One of the reasons I haven’t been posting much is that I’m spending every spare bit of my energy trying to make sure a pair of ill-conceived pieces of legislation do not become law (at least in their current form). The bills in question are the Stop Online Piracy Act (SOPA) in the House of Representatives, and the PROTECT-IP Act in the Senate. (Of the two, SOPA is the worst.)
Now, both of these proposals could be considered well-intentioned, but their language is dangerously overbroad and could have serious implications on free speech, innovation and cybersecurity. I won’t bore you with the details, because I have a broader point to make. (Here’s my favorite analysis of the bills’ scope and provisions, if you’re curious.)
What pisses me off most is that there’s likely another way to achieve the bills’ goals — namely, combating foreign sites that traffic in unauthorized American intellectual property. Yet these alternatives are largely being ignored by a Congress eager to simply hand the internet over to Hollywood. And can say with certainty that these folks are always happy to restrict speech and quash competition in the name of preserving an antiquated business model.
In an agonizing twist of irony, Congress’ mad rush to codify online censorship is in direct opposition to the American government’s efforts to promote informational freedom abroad. This article in Slate expertly explains the discontinuity.
There is a recurring theme in terms of how recent legislation is being crafted. We’re seeing deliberate loopholes that don’t explicitly detail how your liberties will be restricted, but nonetheless establish the conditions under which such outcomes are not only possible, but likely.
Take for example, the highly controversial National Defense Authorization Act (NDAA). Steve Benen has an excellent analysis about whether this law would allow for the permanent detention of American citizens.
Not to compare apples to oranges, but I was struck by the following disclaimer in NDAA:
Nothing in this section shall be construed to affect existing law or authorities relating to the detention of United States citizens, lawful resident aliens of the United States, or any other persons who are captured or arrested in the United States.
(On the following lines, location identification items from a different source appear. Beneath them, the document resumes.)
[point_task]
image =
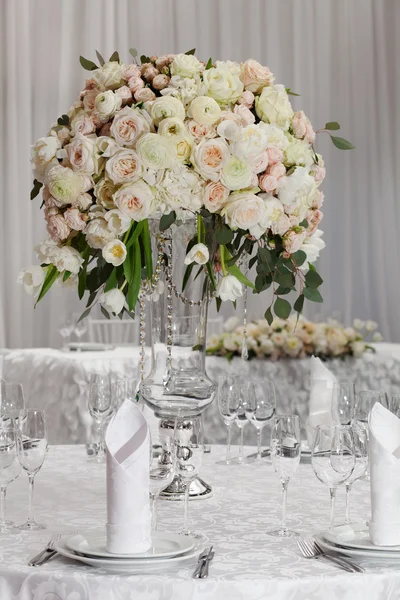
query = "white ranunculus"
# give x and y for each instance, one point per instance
(167, 106)
(156, 151)
(32, 279)
(118, 223)
(223, 85)
(135, 200)
(236, 174)
(114, 252)
(204, 110)
(229, 288)
(273, 106)
(64, 185)
(185, 65)
(124, 166)
(113, 301)
(198, 254)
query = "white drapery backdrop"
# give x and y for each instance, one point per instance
(341, 55)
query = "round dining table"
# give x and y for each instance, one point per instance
(70, 496)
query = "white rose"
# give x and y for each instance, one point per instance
(167, 106)
(114, 252)
(32, 279)
(236, 175)
(204, 110)
(185, 65)
(124, 166)
(117, 222)
(223, 85)
(156, 151)
(229, 288)
(135, 200)
(106, 104)
(64, 185)
(128, 125)
(198, 254)
(113, 301)
(273, 106)
(209, 156)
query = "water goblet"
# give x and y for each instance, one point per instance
(31, 456)
(228, 405)
(285, 456)
(333, 458)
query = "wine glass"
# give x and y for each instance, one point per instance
(333, 458)
(189, 456)
(31, 456)
(261, 407)
(285, 456)
(10, 467)
(343, 402)
(228, 405)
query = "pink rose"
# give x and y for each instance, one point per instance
(275, 155)
(246, 98)
(215, 196)
(255, 76)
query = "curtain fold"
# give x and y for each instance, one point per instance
(340, 55)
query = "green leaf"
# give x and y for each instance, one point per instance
(332, 125)
(312, 295)
(298, 305)
(89, 65)
(114, 57)
(268, 316)
(313, 280)
(341, 143)
(282, 308)
(36, 188)
(100, 58)
(167, 220)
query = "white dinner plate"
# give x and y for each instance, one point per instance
(355, 536)
(132, 565)
(164, 545)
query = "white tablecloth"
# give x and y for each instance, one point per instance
(59, 382)
(248, 565)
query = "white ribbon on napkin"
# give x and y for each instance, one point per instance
(128, 508)
(384, 464)
(320, 403)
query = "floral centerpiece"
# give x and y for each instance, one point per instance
(288, 339)
(175, 137)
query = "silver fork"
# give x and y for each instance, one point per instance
(47, 553)
(308, 549)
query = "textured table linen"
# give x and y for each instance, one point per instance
(248, 565)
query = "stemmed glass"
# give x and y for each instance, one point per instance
(189, 456)
(285, 456)
(10, 467)
(228, 405)
(261, 407)
(31, 456)
(333, 458)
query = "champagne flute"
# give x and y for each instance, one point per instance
(285, 456)
(228, 405)
(31, 456)
(333, 458)
(189, 456)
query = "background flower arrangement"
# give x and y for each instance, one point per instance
(288, 339)
(174, 137)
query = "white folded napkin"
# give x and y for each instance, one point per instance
(384, 464)
(128, 509)
(320, 403)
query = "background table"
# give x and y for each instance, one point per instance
(58, 381)
(248, 565)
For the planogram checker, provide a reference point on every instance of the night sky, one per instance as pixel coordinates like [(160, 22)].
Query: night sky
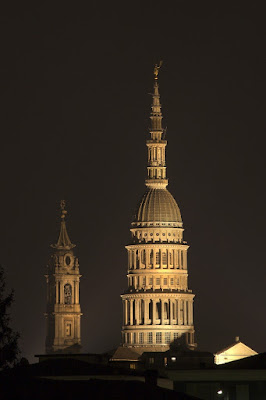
[(74, 117)]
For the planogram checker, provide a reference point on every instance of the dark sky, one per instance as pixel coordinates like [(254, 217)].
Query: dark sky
[(74, 116)]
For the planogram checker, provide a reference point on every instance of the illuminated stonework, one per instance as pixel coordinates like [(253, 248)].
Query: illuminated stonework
[(157, 306), (63, 308)]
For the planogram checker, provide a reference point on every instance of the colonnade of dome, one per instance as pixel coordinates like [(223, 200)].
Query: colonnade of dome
[(157, 305)]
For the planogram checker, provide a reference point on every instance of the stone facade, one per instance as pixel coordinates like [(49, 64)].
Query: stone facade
[(63, 306), (157, 306)]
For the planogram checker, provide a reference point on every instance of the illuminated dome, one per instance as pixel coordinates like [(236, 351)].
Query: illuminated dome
[(158, 205)]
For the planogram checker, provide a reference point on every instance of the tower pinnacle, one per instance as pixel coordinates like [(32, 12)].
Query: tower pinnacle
[(156, 145), (63, 241)]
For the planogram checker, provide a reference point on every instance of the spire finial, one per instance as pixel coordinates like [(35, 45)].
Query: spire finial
[(63, 240), (156, 70), (63, 211)]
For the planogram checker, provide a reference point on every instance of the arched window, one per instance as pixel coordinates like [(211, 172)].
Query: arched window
[(68, 294), (151, 257), (143, 254)]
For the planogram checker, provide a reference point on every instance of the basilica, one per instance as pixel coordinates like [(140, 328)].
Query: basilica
[(157, 304)]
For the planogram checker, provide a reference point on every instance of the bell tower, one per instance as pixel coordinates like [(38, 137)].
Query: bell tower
[(63, 308)]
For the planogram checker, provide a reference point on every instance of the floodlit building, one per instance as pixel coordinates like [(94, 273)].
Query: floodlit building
[(63, 307), (234, 352), (157, 305)]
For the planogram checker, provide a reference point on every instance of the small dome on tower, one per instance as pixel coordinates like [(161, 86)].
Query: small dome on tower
[(158, 205)]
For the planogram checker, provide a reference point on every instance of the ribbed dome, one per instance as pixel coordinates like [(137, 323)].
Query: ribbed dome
[(158, 205)]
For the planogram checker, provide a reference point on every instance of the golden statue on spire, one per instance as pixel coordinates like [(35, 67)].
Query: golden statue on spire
[(63, 206), (156, 70)]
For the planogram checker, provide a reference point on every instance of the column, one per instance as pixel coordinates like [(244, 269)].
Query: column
[(171, 312), (125, 315), (76, 293), (185, 312), (185, 259), (56, 292), (162, 312), (137, 311), (61, 292), (190, 321), (179, 318), (131, 311), (161, 258), (153, 312), (148, 252), (168, 258), (180, 259), (176, 259), (140, 258), (146, 311)]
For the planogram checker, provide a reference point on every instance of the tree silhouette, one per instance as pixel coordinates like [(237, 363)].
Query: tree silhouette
[(9, 350)]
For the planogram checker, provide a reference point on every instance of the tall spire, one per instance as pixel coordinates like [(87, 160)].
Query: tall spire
[(63, 241), (156, 144)]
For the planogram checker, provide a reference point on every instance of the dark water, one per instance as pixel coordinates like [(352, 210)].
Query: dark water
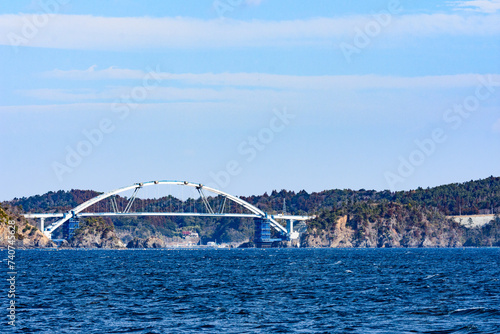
[(258, 291)]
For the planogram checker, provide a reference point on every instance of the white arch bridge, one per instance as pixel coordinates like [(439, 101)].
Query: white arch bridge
[(263, 221)]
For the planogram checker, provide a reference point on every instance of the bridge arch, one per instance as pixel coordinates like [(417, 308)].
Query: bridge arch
[(200, 187)]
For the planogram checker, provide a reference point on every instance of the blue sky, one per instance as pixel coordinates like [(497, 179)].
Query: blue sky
[(248, 95)]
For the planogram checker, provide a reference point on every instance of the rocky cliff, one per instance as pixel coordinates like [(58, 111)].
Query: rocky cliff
[(391, 226), (151, 242)]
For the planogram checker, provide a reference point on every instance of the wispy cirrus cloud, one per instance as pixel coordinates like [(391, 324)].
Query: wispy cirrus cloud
[(481, 6), (88, 32), (276, 81)]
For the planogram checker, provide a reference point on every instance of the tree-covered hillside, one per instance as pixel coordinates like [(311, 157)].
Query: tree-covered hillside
[(414, 210)]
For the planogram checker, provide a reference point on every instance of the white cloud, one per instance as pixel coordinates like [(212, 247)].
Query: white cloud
[(496, 126), (253, 2), (482, 6), (136, 33), (275, 81)]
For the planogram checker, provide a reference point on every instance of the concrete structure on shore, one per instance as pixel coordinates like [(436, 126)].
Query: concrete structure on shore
[(471, 221)]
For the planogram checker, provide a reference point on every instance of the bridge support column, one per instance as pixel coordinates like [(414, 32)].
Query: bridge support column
[(263, 233), (69, 227), (42, 224), (291, 233)]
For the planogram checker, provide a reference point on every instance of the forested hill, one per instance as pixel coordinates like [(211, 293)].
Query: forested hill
[(473, 197), (371, 218)]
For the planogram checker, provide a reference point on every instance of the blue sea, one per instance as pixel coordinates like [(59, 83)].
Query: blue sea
[(256, 291)]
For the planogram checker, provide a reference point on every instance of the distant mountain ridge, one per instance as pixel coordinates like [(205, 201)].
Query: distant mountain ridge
[(370, 218)]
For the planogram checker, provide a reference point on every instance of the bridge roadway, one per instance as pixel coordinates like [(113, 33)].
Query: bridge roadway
[(263, 220)]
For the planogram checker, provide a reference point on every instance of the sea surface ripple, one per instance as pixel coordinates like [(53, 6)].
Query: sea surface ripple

Oh, good! Then there’s NO WAY a court could interpret this statute as giving the president the option of indefinitely detaining without trial an American citizen suspected of terrorism!
This deliberate-loophole doublespeak reminds me of the opening renunciation in SOPA (emphasis mine):
(1) FIRST AMENDMENT- Nothing in this Act shall be construed to impose a prior restraint on free speech or the press protected under the 1st Amendment to the Constitution.
(2) TITLE 17 LIABILITY- Nothing in title I shall be construed to enlarge or diminish liability, including vicarious or contributory liability, for any cause of action available under title 17, United States Code, including any limitations on liability under such title.
That must mean that there can be absolutely NO WAY that any portion of a site that is “avoiding confirming a high probability” of infringement could be blocked by the US attorney general or have its commercial transactions halted on the mere accusation of infringement (the latter without any due process, and and with an impossibly narrow window for recourse). I feel so much better now!
To go any further would require a level of legal analysis that would likely put you in a coma. So I’ll close with this hopefully straightforward statement: American civil liberties are currently under threat, and our elected officials have abdicated their fundamental responsibility to safeguard these basic freedoms.
And that should scare the shit out of you.